Add checks to ensure that the vesting schedule exists before returning the data. Revert with a meaningful error message if the vesting schedule does not exist.

function getVestingSchedule(bytes32 vestingScheduleId)
    public
    view
    returns(VestingSchedule memory)
{
    require(vestingSchedules[vestingScheduleId].beneficiary != address(0), "XHPVesting: vesting schedule does not exist");
    return vestingSchedules[vestingScheduleId];
}


Remediation Plan

RISK ACCEPTED: The XHype team accepted the risk of this finding.

7.4 Vesting schedule removal

// Informational

Description

The revoke function currently does not remove the vesting schedule from the vestingSchedulesIds array, which might be unnecessary if not required by the frontend or any UI.

Score
Recommendation

Consider removing the vesting schedule from the vestingSchedulesIds array when it is revoked, to keep the array clean and avoid potential issues with iterating over revoked schedules.


Remediation Plan

ACKNOWLEDGED: The XHype team acknowledged this finding.

7.5 Unnecessary payable declaration

// Informational

Description

In the release function, the beneficiary is unnecessarily declared as payable, even though there is no Ether transfer involved.

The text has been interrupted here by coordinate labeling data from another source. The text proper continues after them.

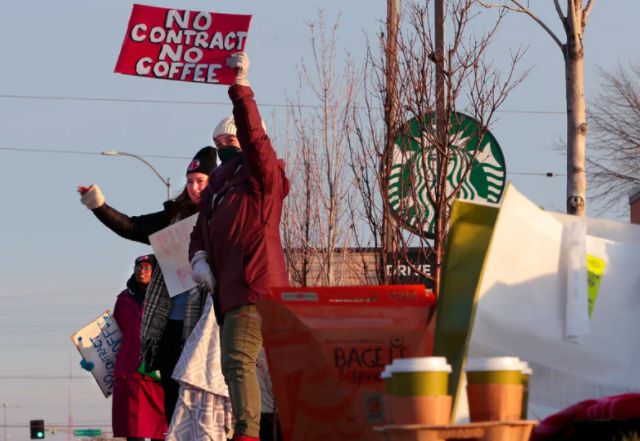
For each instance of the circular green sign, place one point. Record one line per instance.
(414, 164)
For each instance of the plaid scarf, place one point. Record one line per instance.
(157, 306)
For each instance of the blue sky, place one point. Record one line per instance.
(60, 267)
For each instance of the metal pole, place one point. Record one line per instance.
(391, 105)
(166, 182)
(442, 140)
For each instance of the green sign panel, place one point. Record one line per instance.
(87, 432)
(414, 168)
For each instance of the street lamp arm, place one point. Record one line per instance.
(166, 181)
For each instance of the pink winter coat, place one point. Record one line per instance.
(138, 400)
(240, 228)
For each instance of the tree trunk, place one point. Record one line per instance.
(576, 135)
(575, 23)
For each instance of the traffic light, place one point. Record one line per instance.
(37, 429)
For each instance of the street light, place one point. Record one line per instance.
(166, 181)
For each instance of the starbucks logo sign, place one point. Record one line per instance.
(414, 168)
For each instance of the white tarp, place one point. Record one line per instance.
(98, 343)
(171, 247)
(532, 300)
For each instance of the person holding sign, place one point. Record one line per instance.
(167, 321)
(236, 242)
(137, 407)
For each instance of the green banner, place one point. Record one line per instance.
(467, 244)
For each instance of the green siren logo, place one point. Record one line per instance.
(414, 165)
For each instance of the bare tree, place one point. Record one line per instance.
(615, 148)
(317, 225)
(574, 23)
(428, 171)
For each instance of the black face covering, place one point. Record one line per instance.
(228, 152)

This is redundant and can be removed for clarity.

Score
Recommendation

Remove the payable keyword from the beneficiary declaration in the release function.



Remediation Plan

ACKNOWLEDGED: The XHype team acknowledged this finding.

7.6 Missing period verification

// Informational

Description

In the createVestingSchedule function, there is no check to ensure that _slicePeriodSeconds is not greater than the vesting duration. If _slicePeriodSeconds is greater than the duration, the vestedAmount will always be zero until the full duration has passed, causing the tokens to be released only at the end of the vesting period. This behavior defeats the purpose of having periodic vesting slices.

Score
Recommendation

Add a check to ensure that _slicePeriodSeconds is not greater than the duration when creating a vesting schedule. Additionally, consider setting an appropriate maximum value for _slicePeriodSeconds, such as 1 week or 1 day, depending on the desired vesting frequency.



Remediation Plan

ACKNOWLEDGED: The XHype team acknowledged this finding.

References

Halborn strongly recommends conducting a follow-up assessment of the project either within six months or immediately following any material changes to the codebase, whichever comes first. This approach is crucial for maintaining the project’s integrity and addressing potential vulnerabilities introduced by code modifications.